Civic News
Crime / Privacy / Social media

Nextdoor’s role in murder-suicide news coverage raises questions

A news story about former University of Delaware staffer Meredith Chapman aired relevant screenshots from the private social network. Was that wrong?

What's public and what's private when it comes to Nextdoor? (Photo by Flickr user Daisy082011, used under a Creative Commons license)

Like many people, I have a Nextdoor account. One day I received an invitation in the mail to join, and I did. I’m not a regular user — it can skew a bit vigilante for my comfort — but I’m a member, as a member of the community.

Last week, Delaware Online published screenshots from Nextdoor as part of their ongoing coverage of the murder of former University of Delaware Director of Digital Communications Meredith Chapman. The screencaps included a post made by the deceased suspected killer looking for a lawyer. You can see the article here.

Thanks to the “private social network” app, Delaware Online was able to  scoop other outlets on some info no one else had: The alleged killer, a Greenville member on Nextdoor, had posted that her husband had asked for a divorce in March. I don’t want to get into the case — this isn’t about the crime itself — but that nugget changed the common media narrative. It was valuable information.

Was that, as some on the app are saying, a breach of privacy? Did someone leak the screenshots to the press? (People on Nextdoor, if you don’t know, can be a bit excitable.)

Many people would have had access to the post, including members of the press and law enforcement (and law enforcement’s presence on Nextdoor is welcomed, even though, let’s be real — having a police presence, even with limited access, is hardly private).

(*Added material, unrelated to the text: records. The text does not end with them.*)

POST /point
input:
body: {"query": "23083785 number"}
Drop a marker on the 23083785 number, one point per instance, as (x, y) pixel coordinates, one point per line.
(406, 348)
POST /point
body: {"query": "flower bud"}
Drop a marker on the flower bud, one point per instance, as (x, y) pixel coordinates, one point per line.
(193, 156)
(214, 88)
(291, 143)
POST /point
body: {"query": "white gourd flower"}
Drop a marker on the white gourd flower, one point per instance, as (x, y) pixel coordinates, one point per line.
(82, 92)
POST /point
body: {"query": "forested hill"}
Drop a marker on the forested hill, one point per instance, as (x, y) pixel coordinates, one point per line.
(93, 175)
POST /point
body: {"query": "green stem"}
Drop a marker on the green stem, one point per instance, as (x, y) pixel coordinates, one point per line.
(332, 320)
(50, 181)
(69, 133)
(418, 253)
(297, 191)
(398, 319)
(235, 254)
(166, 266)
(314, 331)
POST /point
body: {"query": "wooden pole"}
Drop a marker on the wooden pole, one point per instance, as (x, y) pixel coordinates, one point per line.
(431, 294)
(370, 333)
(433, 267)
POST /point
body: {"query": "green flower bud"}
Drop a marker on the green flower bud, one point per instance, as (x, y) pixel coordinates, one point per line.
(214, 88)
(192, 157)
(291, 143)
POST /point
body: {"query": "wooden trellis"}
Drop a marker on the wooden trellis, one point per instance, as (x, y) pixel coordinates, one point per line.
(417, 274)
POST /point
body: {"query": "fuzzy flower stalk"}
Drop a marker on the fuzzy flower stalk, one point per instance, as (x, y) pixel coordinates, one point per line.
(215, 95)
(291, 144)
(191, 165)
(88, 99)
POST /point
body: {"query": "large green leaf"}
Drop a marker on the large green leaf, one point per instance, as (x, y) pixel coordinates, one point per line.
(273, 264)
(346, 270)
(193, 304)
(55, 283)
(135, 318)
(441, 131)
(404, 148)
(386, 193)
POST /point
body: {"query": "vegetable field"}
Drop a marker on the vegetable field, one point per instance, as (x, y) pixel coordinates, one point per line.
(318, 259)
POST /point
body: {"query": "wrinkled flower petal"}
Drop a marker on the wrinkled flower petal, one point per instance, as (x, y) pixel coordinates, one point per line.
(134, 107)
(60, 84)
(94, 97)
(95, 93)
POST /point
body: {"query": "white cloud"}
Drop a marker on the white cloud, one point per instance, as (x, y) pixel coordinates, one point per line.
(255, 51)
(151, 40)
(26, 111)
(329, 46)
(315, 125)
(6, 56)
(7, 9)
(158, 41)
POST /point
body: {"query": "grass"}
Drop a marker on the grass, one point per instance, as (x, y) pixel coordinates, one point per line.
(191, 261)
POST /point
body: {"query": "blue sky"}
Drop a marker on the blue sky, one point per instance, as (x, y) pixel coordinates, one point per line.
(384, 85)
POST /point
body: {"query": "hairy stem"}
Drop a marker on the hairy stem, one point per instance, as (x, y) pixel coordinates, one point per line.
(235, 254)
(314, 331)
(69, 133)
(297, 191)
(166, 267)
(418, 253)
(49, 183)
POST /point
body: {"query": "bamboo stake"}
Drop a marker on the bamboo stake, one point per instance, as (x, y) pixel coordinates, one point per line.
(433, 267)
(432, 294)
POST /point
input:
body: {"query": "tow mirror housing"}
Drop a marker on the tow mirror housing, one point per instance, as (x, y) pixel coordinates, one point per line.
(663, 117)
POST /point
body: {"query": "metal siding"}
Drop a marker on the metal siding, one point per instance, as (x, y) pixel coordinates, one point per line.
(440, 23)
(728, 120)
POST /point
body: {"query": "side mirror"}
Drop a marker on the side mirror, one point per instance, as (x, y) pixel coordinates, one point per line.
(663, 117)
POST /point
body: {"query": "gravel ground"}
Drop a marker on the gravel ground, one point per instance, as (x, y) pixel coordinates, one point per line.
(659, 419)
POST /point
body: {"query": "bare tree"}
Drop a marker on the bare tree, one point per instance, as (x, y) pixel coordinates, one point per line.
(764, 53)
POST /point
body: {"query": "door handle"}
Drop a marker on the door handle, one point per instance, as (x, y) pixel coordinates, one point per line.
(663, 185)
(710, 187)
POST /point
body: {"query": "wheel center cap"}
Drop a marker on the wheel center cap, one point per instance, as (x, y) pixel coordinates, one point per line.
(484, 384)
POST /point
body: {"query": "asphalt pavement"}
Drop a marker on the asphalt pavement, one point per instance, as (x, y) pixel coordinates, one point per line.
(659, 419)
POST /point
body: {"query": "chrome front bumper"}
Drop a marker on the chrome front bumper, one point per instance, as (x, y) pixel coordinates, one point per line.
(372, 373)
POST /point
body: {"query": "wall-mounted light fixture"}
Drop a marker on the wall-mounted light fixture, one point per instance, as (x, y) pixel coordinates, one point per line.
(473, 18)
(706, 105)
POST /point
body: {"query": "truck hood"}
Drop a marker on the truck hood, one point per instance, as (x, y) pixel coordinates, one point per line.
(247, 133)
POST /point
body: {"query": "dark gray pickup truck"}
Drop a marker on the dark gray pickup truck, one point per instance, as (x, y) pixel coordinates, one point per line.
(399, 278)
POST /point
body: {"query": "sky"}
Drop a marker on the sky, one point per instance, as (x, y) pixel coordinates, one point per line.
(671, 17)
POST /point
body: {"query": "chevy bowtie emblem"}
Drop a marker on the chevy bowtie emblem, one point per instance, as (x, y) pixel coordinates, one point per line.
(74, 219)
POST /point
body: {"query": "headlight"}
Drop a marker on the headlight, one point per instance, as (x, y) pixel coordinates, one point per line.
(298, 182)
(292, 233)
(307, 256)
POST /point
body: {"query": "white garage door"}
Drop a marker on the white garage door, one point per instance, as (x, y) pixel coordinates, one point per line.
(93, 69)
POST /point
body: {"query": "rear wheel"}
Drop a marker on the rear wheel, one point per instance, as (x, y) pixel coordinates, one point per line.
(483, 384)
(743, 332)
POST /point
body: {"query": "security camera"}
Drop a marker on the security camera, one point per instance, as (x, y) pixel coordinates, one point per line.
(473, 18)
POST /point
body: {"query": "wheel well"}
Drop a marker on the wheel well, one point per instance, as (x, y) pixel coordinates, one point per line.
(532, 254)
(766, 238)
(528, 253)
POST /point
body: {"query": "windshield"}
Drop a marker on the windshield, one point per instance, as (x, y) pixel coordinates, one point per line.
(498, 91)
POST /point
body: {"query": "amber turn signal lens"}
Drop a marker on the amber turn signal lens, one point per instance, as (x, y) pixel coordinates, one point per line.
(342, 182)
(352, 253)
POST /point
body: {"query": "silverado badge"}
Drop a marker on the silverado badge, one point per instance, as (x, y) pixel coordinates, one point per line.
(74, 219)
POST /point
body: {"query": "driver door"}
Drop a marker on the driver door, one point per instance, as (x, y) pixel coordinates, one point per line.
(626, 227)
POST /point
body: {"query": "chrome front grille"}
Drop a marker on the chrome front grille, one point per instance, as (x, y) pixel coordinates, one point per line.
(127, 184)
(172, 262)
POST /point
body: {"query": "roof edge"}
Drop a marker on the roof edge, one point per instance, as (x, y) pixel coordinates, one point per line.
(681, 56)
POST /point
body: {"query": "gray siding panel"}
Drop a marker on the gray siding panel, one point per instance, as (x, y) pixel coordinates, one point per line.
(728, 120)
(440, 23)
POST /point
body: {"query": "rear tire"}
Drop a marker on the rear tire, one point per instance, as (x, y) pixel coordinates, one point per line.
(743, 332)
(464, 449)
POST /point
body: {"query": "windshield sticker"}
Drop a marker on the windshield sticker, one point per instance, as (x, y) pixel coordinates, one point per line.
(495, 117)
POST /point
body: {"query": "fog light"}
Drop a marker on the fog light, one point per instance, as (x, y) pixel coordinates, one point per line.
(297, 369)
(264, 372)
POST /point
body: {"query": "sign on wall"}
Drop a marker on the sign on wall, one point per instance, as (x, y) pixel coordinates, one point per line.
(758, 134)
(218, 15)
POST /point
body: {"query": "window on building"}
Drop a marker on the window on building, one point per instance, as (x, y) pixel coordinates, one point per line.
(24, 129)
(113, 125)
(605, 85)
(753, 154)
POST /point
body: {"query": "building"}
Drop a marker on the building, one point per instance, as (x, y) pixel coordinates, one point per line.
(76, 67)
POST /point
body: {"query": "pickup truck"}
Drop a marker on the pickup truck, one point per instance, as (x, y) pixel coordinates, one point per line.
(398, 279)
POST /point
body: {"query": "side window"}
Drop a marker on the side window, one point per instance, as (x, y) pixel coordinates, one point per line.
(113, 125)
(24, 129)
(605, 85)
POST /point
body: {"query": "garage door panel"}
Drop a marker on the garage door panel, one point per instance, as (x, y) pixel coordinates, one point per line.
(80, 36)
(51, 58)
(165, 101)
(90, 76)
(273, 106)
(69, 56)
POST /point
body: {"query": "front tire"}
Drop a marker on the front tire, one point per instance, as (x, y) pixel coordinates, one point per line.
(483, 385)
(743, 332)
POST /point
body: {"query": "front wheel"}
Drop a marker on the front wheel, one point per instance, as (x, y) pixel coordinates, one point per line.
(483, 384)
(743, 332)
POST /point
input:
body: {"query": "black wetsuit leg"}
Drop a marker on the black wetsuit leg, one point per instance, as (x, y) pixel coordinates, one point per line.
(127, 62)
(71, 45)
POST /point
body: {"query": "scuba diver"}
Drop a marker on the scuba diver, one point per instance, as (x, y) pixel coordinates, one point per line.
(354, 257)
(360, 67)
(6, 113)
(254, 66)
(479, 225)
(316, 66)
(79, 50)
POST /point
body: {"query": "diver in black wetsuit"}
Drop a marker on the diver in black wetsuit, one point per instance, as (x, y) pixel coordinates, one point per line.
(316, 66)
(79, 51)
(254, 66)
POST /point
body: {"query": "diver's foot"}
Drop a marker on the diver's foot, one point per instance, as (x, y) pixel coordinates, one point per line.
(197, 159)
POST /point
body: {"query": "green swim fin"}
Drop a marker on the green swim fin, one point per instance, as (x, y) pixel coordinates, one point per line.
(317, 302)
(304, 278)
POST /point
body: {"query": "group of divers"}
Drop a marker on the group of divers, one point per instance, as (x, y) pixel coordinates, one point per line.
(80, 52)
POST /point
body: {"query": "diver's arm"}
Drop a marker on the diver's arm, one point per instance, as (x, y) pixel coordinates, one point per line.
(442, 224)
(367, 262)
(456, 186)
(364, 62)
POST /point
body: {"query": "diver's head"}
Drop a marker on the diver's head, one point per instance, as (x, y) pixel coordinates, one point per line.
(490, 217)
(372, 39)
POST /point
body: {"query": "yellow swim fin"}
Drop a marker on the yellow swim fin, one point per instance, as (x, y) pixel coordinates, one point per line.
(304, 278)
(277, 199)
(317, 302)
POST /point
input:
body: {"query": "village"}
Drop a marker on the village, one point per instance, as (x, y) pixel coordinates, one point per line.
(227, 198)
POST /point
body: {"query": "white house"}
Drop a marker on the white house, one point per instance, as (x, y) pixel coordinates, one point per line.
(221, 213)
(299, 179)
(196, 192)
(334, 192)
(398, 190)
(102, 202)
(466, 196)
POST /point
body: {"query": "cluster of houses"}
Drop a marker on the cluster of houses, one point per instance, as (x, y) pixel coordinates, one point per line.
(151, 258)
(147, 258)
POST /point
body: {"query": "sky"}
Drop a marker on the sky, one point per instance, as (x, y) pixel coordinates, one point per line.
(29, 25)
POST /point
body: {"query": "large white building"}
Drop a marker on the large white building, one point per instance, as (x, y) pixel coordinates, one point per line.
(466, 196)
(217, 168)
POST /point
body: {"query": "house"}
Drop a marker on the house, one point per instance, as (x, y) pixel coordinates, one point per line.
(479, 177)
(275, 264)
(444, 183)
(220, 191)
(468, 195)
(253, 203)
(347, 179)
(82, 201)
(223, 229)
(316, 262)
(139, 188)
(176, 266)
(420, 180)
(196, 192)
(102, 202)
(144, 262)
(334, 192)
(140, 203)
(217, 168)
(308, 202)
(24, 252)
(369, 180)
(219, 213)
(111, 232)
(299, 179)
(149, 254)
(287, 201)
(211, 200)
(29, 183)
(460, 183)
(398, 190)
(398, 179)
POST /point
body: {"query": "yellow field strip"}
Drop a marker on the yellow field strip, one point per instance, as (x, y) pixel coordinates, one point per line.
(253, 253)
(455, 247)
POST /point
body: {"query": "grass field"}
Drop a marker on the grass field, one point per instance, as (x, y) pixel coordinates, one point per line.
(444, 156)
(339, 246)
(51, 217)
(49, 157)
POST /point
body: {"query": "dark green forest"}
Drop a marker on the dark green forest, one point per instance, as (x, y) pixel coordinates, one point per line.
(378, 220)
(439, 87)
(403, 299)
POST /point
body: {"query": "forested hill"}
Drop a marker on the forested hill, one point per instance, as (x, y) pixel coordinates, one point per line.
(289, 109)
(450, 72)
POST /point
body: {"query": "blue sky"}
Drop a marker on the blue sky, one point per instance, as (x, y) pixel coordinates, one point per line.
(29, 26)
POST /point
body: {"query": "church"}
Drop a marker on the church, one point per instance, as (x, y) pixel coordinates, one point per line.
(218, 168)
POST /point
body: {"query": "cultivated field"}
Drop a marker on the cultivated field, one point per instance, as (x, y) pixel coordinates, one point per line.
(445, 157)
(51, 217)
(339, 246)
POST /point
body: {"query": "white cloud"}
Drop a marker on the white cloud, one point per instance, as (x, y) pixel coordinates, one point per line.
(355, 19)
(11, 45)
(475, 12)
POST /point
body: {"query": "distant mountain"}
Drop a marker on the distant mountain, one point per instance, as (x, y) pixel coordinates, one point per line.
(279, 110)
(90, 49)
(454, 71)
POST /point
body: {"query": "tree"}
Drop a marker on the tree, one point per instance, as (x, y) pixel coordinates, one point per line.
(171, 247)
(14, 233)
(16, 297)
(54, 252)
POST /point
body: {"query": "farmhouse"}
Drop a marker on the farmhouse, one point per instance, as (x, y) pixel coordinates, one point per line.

They were not, however, public public until Delaware Online published them. Some Nextdoor users are mad about it. As someone posted in the comment section of the article in question, “Facebook, yes, if you post as ‘public’ it’s free game, but not Nextdoor.”

I asked John Williams of IncNow, a Wilmington legaltech company, what he thought. “If you use the service you have to agree to whatever they say,” he said. “It’s a contract of adhesion.”

He added: “The nature of being ‘social’ is not being ‘private.'”

And there we have the contradiction.

Nextdoor promises its users privacy, while also marketing itself as a social network.

Nextdoor ostensibly allows journalists to pull quotes from Nextdoor, as long as the user is anonymous. Emphasis theirs:

Nextdoor’s first priority is protecting the privacy of its members. When constructing a Nextdoor story, please avoid revealing the identity or personal information of ANY Nextdoor member without first getting that member’s written permission. The only website that can be shown (stills or otherwise) online, print, or broadcast is our demo website. This is a demo website that looks exactly like live Nextdoor websites. Content is based on actual Nextdoor member interactions, but details have been changed to protect members’ privacy.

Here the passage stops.